Lydie Aubernon era una dama de la aristocracia francesa del siglo XIX, que tenía la costumbre de sentar a su mesa a grandes personalidades a las que hacía preguntas.

A partir de 1871, hubo en París un salón frecuentado por los principales escritores de la época, especialmente, por Alejandro Dumas. Lydie Aubernon era la dueña del lugar y era una aficionada a la literatura moderna, en cuya casa hizo representar La Parissiene, la obra más exitosa de Henri Becque, antes de que fuera estrenada en público. Del mismo modo, hizo conocer en Francia a Henrikn Ibsen, con quien mantenía asidua correspondencia. Nació un día antes que terminara el año 1824, hija de un tesorero de banco. Tenía la costumbre de invitar a comer a lo más granado del arte y de la política francesa, desde los escritores Guy de Maupassant y Alejandro Dumas, al estadista George Clemenceau.

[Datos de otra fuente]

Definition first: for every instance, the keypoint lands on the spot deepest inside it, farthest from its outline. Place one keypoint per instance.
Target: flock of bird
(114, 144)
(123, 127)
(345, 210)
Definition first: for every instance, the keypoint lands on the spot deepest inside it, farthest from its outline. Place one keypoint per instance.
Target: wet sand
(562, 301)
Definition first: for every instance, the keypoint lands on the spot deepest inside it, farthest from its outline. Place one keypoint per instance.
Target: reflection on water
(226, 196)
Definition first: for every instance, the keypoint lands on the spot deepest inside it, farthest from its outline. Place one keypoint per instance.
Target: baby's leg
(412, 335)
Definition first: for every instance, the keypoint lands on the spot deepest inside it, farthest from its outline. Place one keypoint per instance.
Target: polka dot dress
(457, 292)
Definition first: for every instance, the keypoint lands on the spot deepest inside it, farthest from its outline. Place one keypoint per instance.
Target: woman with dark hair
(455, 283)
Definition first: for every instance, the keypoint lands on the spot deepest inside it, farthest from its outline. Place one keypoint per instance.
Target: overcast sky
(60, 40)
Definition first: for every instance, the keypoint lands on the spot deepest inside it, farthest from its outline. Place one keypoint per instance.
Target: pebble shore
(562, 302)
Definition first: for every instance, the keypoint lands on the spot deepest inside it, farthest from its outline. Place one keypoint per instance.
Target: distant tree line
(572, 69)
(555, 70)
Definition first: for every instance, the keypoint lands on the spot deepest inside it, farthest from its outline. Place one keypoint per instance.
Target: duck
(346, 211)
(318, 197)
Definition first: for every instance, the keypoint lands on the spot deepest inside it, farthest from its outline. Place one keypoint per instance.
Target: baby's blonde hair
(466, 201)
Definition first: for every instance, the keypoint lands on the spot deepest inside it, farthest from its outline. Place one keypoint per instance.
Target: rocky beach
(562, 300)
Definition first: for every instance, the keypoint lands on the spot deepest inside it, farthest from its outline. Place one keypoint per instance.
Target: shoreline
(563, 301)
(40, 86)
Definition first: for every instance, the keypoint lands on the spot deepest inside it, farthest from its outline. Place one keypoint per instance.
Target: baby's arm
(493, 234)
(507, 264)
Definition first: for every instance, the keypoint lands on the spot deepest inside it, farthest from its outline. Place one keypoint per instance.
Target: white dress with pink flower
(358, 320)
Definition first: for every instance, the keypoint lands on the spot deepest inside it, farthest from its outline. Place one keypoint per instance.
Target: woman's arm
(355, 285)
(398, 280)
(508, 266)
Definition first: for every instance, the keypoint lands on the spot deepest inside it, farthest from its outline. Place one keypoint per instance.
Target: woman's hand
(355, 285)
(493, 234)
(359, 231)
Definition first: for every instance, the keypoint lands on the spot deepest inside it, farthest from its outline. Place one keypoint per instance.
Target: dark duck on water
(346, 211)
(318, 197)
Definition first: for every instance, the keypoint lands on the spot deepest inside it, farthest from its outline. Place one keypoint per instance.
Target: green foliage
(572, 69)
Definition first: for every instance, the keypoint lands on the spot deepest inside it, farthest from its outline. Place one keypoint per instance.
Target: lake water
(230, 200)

La riquísima burguesa “née” Des Beaux y su marido Verdurin, personajes de En busca del tiempo perdido de Marcel Proust, son los dueños de un fastuoso, hospitalario y destellante salón parisiense de larga vida, cuya suerte acompaña, como enemiga y paralela, la de los salones del inexpugnable “Faubourg” Saint-Germain, cuyo altivo y envidiado símbolo es la Duquesa de Guermantes. Lo cierto es que Lydie Aubernon es en quien se inspiró Proust para elaborar a la protagonista de su célebre novela.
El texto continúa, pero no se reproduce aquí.